PISA – “Io e la mia famiglia siamo stati affetti da Covid-19“. Lo ha detto il tenore pisano Andrea Bocelli presentandosi nella mattinata di martedì 26 maggio al centro trasfusionale di Pisa per donare il plasma ed aiutare lo studio portato avanti dal Prof. Menichetti della nostra Aoup.

L’artista ha detto di essersi scoperto positivo il 10 marzo, dopo aver fatto il tampone. Anche la moglie e i due figli sono stati contagiati.

Accompagnato dalla moglie Veronica Berti, è arrivato poco prima di mezzogiorno e dopo un breve incontro con i giornalisti, si è recato a donare, dopo la visita prevista per ogni donatore.

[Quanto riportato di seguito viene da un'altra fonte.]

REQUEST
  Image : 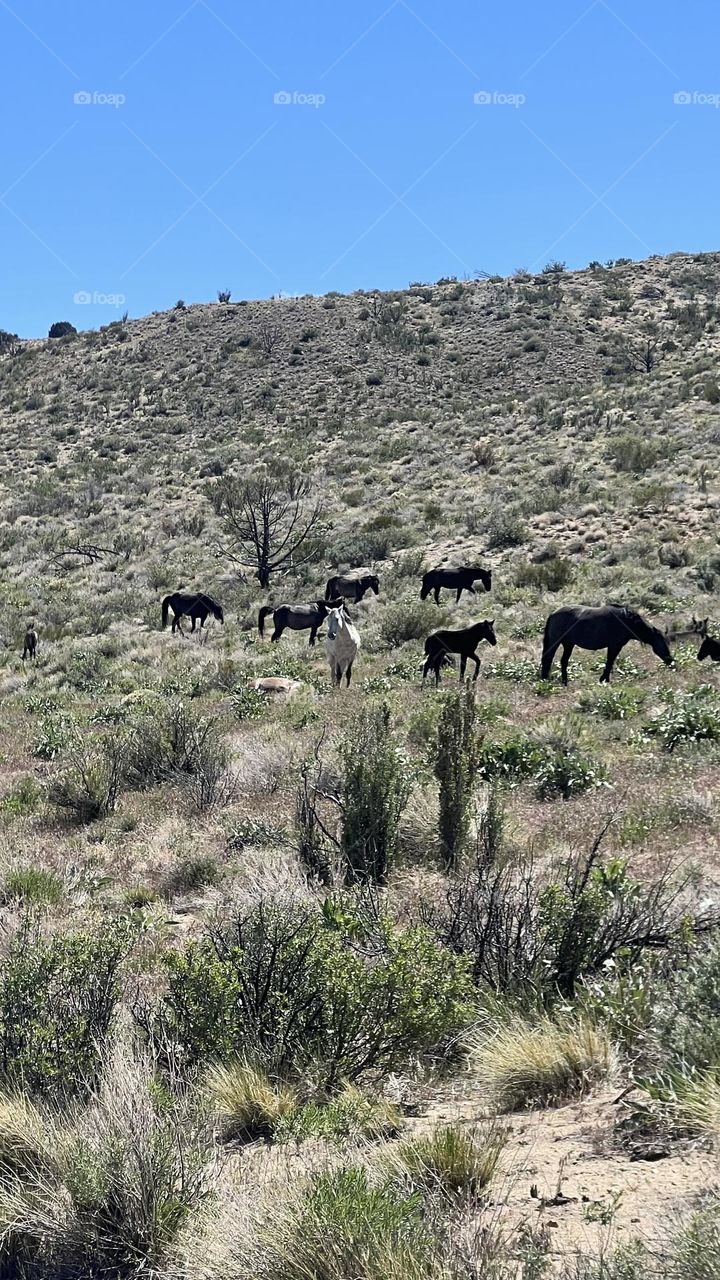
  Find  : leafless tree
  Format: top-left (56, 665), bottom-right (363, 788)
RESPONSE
top-left (208, 474), bottom-right (324, 588)
top-left (255, 320), bottom-right (282, 360)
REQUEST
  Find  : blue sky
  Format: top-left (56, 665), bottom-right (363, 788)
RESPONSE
top-left (0, 0), bottom-right (720, 337)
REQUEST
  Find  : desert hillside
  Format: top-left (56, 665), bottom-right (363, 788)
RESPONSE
top-left (0, 253), bottom-right (720, 1280)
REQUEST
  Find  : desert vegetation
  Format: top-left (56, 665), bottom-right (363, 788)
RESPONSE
top-left (0, 255), bottom-right (720, 1280)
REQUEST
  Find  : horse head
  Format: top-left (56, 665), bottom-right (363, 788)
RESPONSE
top-left (328, 605), bottom-right (345, 640)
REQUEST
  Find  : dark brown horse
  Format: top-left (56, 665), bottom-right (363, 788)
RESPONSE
top-left (423, 621), bottom-right (497, 687)
top-left (420, 564), bottom-right (492, 604)
top-left (258, 598), bottom-right (343, 645)
top-left (697, 636), bottom-right (720, 662)
top-left (541, 604), bottom-right (673, 685)
top-left (325, 570), bottom-right (380, 603)
top-left (163, 591), bottom-right (225, 636)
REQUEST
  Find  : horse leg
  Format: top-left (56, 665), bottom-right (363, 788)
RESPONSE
top-left (600, 645), bottom-right (620, 685)
top-left (560, 644), bottom-right (575, 685)
top-left (541, 644), bottom-right (559, 680)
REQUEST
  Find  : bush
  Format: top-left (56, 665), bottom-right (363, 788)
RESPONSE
top-left (0, 1052), bottom-right (208, 1277)
top-left (151, 901), bottom-right (471, 1089)
top-left (515, 556), bottom-right (575, 591)
top-left (647, 685), bottom-right (720, 751)
top-left (340, 704), bottom-right (410, 884)
top-left (47, 739), bottom-right (127, 824)
top-left (389, 1125), bottom-right (506, 1199)
top-left (469, 1015), bottom-right (618, 1111)
top-left (0, 920), bottom-right (129, 1094)
top-left (434, 684), bottom-right (480, 868)
top-left (256, 1169), bottom-right (441, 1280)
top-left (47, 320), bottom-right (77, 338)
top-left (486, 506), bottom-right (528, 550)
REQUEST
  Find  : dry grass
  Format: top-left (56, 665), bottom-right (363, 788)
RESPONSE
top-left (468, 1016), bottom-right (618, 1111)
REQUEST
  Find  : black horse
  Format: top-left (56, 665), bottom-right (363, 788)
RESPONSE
top-left (697, 636), bottom-right (720, 662)
top-left (258, 598), bottom-right (343, 645)
top-left (541, 604), bottom-right (673, 685)
top-left (325, 570), bottom-right (380, 603)
top-left (420, 564), bottom-right (492, 604)
top-left (423, 622), bottom-right (497, 686)
top-left (163, 591), bottom-right (225, 636)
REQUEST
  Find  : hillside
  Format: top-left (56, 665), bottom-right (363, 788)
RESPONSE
top-left (0, 253), bottom-right (720, 1280)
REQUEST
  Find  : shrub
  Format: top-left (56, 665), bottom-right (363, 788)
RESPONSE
top-left (537, 742), bottom-right (606, 800)
top-left (647, 685), bottom-right (720, 751)
top-left (47, 320), bottom-right (77, 338)
top-left (469, 1015), bottom-right (618, 1111)
top-left (152, 901), bottom-right (471, 1088)
top-left (515, 556), bottom-right (575, 591)
top-left (256, 1169), bottom-right (441, 1280)
top-left (0, 1053), bottom-right (208, 1276)
top-left (202, 1061), bottom-right (297, 1140)
top-left (434, 684), bottom-right (480, 868)
top-left (340, 704), bottom-right (410, 884)
top-left (389, 1125), bottom-right (506, 1199)
top-left (0, 919), bottom-right (128, 1093)
top-left (4, 867), bottom-right (65, 906)
top-left (47, 739), bottom-right (127, 824)
top-left (486, 506), bottom-right (528, 550)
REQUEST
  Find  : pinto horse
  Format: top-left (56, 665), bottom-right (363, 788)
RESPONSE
top-left (163, 591), bottom-right (225, 636)
top-left (541, 604), bottom-right (673, 685)
top-left (420, 564), bottom-right (492, 604)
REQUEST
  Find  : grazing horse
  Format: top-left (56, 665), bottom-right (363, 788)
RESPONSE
top-left (258, 598), bottom-right (343, 645)
top-left (541, 604), bottom-right (673, 685)
top-left (163, 591), bottom-right (225, 636)
top-left (423, 621), bottom-right (497, 689)
top-left (420, 564), bottom-right (492, 604)
top-left (697, 636), bottom-right (720, 662)
top-left (23, 622), bottom-right (37, 662)
top-left (325, 570), bottom-right (380, 604)
top-left (325, 608), bottom-right (360, 687)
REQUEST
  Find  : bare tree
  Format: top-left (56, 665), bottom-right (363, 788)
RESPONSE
top-left (208, 474), bottom-right (324, 588)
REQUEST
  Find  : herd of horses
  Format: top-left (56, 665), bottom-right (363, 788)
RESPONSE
top-left (159, 564), bottom-right (720, 686)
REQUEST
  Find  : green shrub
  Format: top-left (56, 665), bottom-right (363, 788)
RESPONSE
top-left (515, 556), bottom-right (575, 591)
top-left (154, 901), bottom-right (471, 1088)
top-left (340, 704), bottom-right (410, 884)
top-left (434, 684), bottom-right (480, 868)
top-left (0, 920), bottom-right (129, 1093)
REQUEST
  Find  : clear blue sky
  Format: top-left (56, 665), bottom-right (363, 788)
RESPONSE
top-left (0, 0), bottom-right (720, 337)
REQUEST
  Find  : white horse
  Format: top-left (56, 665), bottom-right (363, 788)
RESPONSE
top-left (325, 609), bottom-right (360, 686)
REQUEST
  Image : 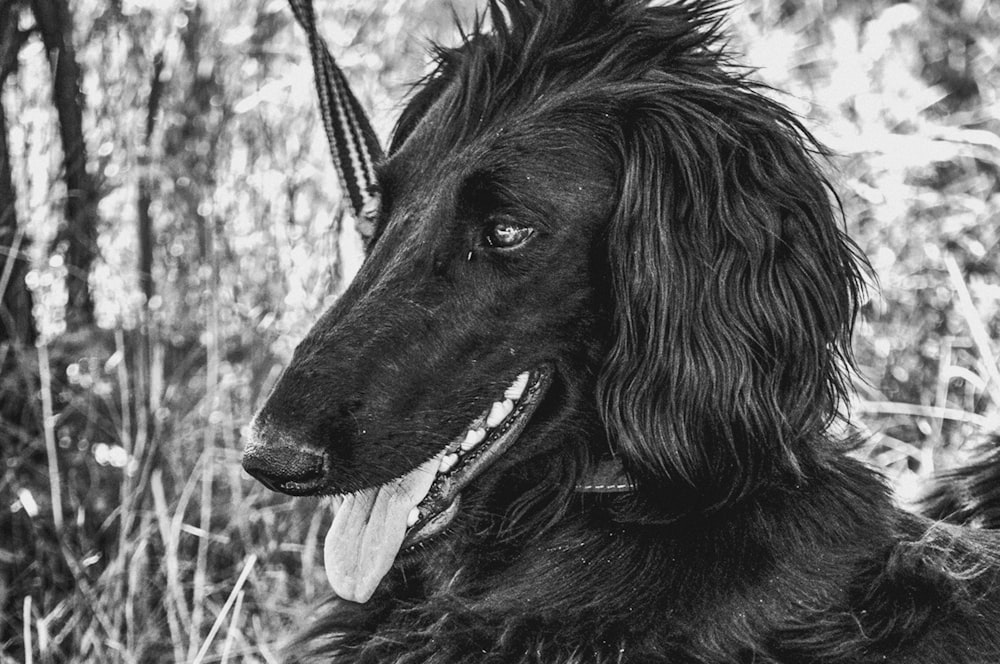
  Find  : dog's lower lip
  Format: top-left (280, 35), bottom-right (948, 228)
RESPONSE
top-left (279, 478), bottom-right (323, 496)
top-left (403, 365), bottom-right (552, 549)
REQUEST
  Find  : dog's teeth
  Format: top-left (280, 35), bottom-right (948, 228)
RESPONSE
top-left (503, 371), bottom-right (528, 401)
top-left (440, 453), bottom-right (458, 473)
top-left (486, 399), bottom-right (514, 429)
top-left (462, 429), bottom-right (486, 452)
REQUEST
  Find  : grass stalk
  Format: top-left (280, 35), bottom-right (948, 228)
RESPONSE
top-left (191, 553), bottom-right (257, 664)
top-left (38, 337), bottom-right (63, 533)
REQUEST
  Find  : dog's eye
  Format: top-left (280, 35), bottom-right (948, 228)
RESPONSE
top-left (486, 218), bottom-right (535, 249)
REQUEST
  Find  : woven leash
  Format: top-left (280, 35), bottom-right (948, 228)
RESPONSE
top-left (288, 0), bottom-right (382, 246)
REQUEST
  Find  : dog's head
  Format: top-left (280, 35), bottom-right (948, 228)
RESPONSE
top-left (244, 0), bottom-right (861, 594)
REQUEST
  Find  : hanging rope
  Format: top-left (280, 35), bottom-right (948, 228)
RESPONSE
top-left (288, 0), bottom-right (382, 245)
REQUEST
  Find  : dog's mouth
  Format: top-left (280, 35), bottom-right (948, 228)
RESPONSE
top-left (323, 366), bottom-right (552, 602)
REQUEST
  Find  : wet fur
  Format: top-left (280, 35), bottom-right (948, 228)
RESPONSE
top-left (257, 0), bottom-right (1000, 664)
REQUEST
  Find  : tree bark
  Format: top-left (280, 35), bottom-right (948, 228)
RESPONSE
top-left (31, 0), bottom-right (97, 325)
top-left (137, 52), bottom-right (164, 306)
top-left (0, 0), bottom-right (36, 350)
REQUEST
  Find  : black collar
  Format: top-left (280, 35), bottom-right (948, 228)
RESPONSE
top-left (576, 457), bottom-right (635, 493)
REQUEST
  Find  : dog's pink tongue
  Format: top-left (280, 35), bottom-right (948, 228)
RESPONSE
top-left (323, 456), bottom-right (441, 602)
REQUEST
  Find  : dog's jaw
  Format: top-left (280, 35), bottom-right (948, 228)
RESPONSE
top-left (323, 367), bottom-right (552, 603)
top-left (403, 366), bottom-right (552, 549)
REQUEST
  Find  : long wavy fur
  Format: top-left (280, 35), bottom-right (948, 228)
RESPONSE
top-left (276, 0), bottom-right (1000, 664)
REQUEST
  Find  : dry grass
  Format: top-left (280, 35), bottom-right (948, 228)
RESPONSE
top-left (0, 0), bottom-right (1000, 664)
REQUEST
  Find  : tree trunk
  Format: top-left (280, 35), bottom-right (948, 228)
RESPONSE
top-left (31, 0), bottom-right (97, 325)
top-left (0, 0), bottom-right (36, 350)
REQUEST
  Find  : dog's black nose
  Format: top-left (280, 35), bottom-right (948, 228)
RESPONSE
top-left (243, 423), bottom-right (326, 496)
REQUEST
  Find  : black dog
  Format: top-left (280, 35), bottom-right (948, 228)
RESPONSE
top-left (244, 0), bottom-right (1000, 664)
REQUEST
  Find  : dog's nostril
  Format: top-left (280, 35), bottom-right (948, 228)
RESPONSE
top-left (243, 428), bottom-right (326, 495)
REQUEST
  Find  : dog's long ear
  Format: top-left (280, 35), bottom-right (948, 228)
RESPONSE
top-left (599, 81), bottom-right (863, 510)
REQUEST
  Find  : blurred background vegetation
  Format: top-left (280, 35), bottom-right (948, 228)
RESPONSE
top-left (0, 0), bottom-right (1000, 663)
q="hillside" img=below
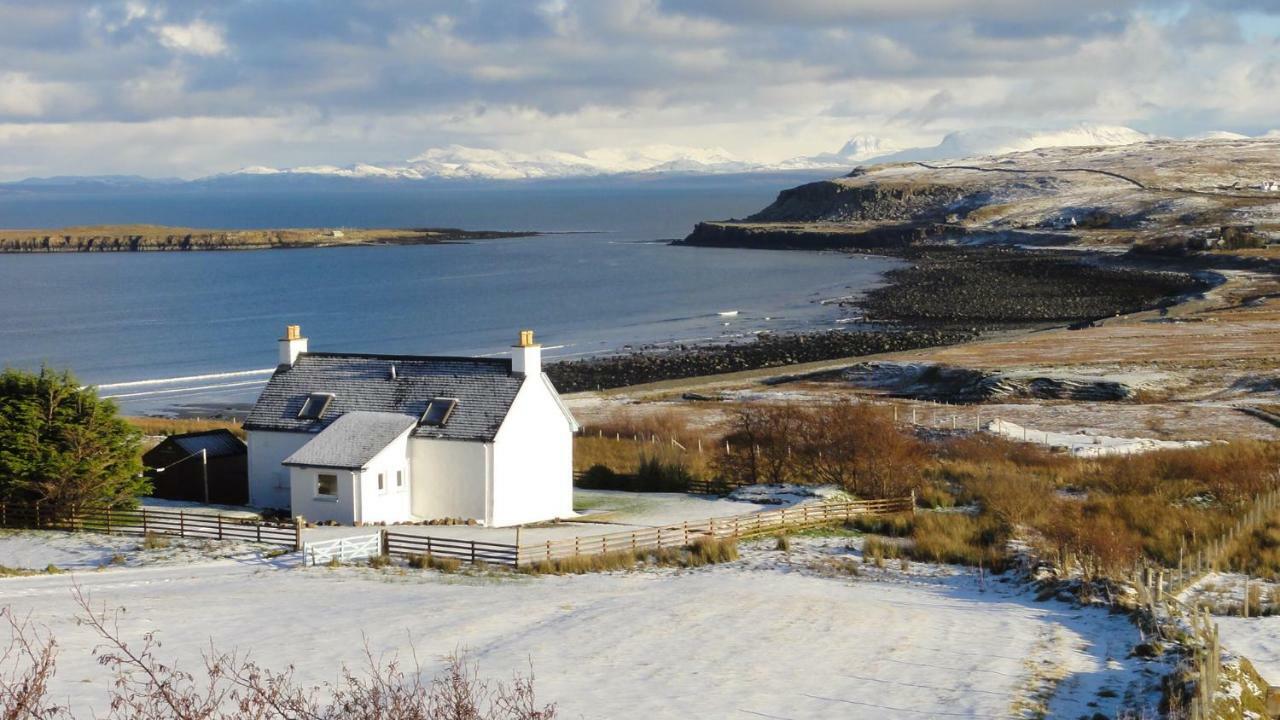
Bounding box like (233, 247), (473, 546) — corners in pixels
(0, 225), (535, 252)
(684, 138), (1280, 250)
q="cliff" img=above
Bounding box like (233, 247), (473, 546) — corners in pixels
(682, 138), (1280, 251)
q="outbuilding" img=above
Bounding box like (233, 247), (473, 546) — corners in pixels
(142, 429), (248, 505)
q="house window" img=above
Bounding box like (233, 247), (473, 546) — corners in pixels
(298, 392), (334, 420)
(316, 473), (338, 497)
(419, 397), (458, 428)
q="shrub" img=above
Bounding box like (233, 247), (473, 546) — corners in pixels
(689, 537), (737, 565)
(845, 512), (915, 538)
(0, 368), (151, 512)
(575, 462), (621, 489)
(904, 512), (1010, 573)
(632, 457), (694, 492)
(406, 552), (462, 573)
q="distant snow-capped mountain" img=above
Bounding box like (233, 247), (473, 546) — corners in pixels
(873, 124), (1155, 163)
(230, 145), (768, 179)
(10, 124), (1280, 190)
(215, 124), (1151, 181)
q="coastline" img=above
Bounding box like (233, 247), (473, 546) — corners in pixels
(0, 225), (544, 255)
(547, 243), (1220, 393)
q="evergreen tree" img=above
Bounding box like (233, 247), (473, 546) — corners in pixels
(0, 368), (151, 512)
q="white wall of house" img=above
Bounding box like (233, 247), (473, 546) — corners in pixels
(408, 437), (493, 520)
(285, 466), (360, 524)
(346, 428), (412, 523)
(247, 430), (315, 514)
(486, 374), (573, 528)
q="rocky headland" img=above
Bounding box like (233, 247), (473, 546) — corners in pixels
(0, 225), (538, 252)
(548, 140), (1280, 398)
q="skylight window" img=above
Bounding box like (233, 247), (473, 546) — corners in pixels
(298, 392), (334, 420)
(419, 397), (458, 428)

Ad accoglierlo e ringraziarlo, a nome della Regione Toscana, il direttore del Centro regionale sangue Simona Carli e per l’Aoup, Mojgan Azadegan della Direzione sanitaria, il direttore della Medicina trasfusionale e biologia dei trapianti Alessandro Mazzoni, il direttore dell’Officina trasfusionale Maria Lanza e il direttore delle Malattie infettive Francesco Menichetti, che è il coordinatore, insieme all’ospedale San Matteo di Pavia, della sperimentazione nazionale della plasmaterapia (studio “Tsunami” TranSfUsion of coNvalescent plAsma for the treatment of severe pneuMonIa due to SARS-CoV2 ) per la cura del Covid-19.

Il tenore ha donato tramite plasmaferesi il plasma ad uso clinico per lo studio Tsunami, che viene trattato dal macchinario per l’inattivazione dei germi patogeni (reso quindi iperimmune),condizione essenziale per poter utilizzare la componente liquida del sangue senza eventi avversi. La moglie invece, avendo avuto gravidanze, ha donato il plasma “normale” (non è possibile utilizzare infatti il plasma iperimmune delle donne con pregressi aborti o gravidanze).

I sintomi del Covid-19? Il tenore pisano ha affermato “Non sono stati pesanti: una febbriciattola“. Un caso quasi asintomatico.